Falling markets are almost always faster than rising markets. It means that the “panic” generated by the bears is much more powerful than the “exuberance” generated by the bulls.
The Materials (ASX:XMJ) sector of the ASX is a perfect example of this rule. Remember that the GICS Materials Sector encompasses a wide range of commodity-related manufacturing industries. Included in this sector are companies that manufacture chemicals, construction materials, glass, paper, steel producers, forest products and related packaging products, and metals, minerals and mining stocks.
Last Friday the XMJ almost hit the level of 9,000 points (intraday low at 9,013) when it was trading above 17,000 last May (historical high posted on May 19 at 17,380). It means that the index declined by almost 8,380 points (48% decline) in less than 5 months (between points B and C). It did exactly the same distance on the other way, from 9,000 points to 17,380 points (therefore a 93% rise) in more than 2 years and a half (between points A and B).

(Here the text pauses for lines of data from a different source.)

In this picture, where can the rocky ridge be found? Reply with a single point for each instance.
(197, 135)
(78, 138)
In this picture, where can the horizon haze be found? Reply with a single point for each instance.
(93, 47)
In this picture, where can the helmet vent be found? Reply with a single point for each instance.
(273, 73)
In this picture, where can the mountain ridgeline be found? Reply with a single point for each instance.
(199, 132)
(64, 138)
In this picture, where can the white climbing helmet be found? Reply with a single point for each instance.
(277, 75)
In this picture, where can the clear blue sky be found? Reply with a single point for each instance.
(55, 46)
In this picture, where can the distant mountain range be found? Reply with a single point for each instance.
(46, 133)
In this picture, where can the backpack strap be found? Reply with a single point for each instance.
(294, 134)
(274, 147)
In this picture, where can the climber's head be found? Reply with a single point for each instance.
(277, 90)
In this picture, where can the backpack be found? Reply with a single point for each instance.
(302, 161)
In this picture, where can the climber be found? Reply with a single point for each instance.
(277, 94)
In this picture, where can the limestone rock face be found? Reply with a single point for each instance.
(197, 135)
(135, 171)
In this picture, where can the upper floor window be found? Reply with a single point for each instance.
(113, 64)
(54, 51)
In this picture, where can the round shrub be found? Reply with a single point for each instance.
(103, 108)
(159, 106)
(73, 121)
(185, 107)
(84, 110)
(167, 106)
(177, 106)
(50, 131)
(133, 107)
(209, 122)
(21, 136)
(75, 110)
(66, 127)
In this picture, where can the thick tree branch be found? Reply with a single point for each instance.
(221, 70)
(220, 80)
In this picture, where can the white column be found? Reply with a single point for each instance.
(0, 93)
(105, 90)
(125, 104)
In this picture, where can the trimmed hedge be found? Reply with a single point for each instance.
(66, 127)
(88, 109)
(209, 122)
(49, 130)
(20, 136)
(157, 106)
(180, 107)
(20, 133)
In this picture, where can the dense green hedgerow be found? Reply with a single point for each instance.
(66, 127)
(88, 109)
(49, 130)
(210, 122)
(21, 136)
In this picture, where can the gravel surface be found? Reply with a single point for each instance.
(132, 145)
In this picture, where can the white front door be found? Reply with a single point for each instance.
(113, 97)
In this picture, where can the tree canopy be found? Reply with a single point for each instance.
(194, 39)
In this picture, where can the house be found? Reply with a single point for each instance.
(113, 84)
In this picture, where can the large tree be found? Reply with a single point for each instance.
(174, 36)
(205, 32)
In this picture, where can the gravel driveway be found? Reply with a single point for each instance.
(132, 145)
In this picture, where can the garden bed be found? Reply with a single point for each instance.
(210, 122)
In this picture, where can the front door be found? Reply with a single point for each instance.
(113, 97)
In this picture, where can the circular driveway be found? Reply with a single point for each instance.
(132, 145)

Point A is a previous high posted in September 2005 and which had been cleared on the upside a few months later. The price action never came back to this level until…last Friday. It means that this long-term gap is filled and that it is typically a basis for a move on the other side.
Yesterday the XMJ index closed at 9,700 points. A further rebound is expected and a significant retracement of the recent decline is probable.
The sector has been hammered recently and the bounce back may be impressive too if investors decide to come back massively into the sector, obviously oversold.
The oscillators have bottomed and are now turning upward. The immediate target for the expected coming rebound is around 11,500 points. It corresponds to the 61.8% Fibonacci retracement level of the fall occurred during the last 3 weeks. It also corresponds to the previous lows of September. This target is 18% above the closing price of yesterday.
On the downside, a break below 9,000 points would be new strong bearish signal.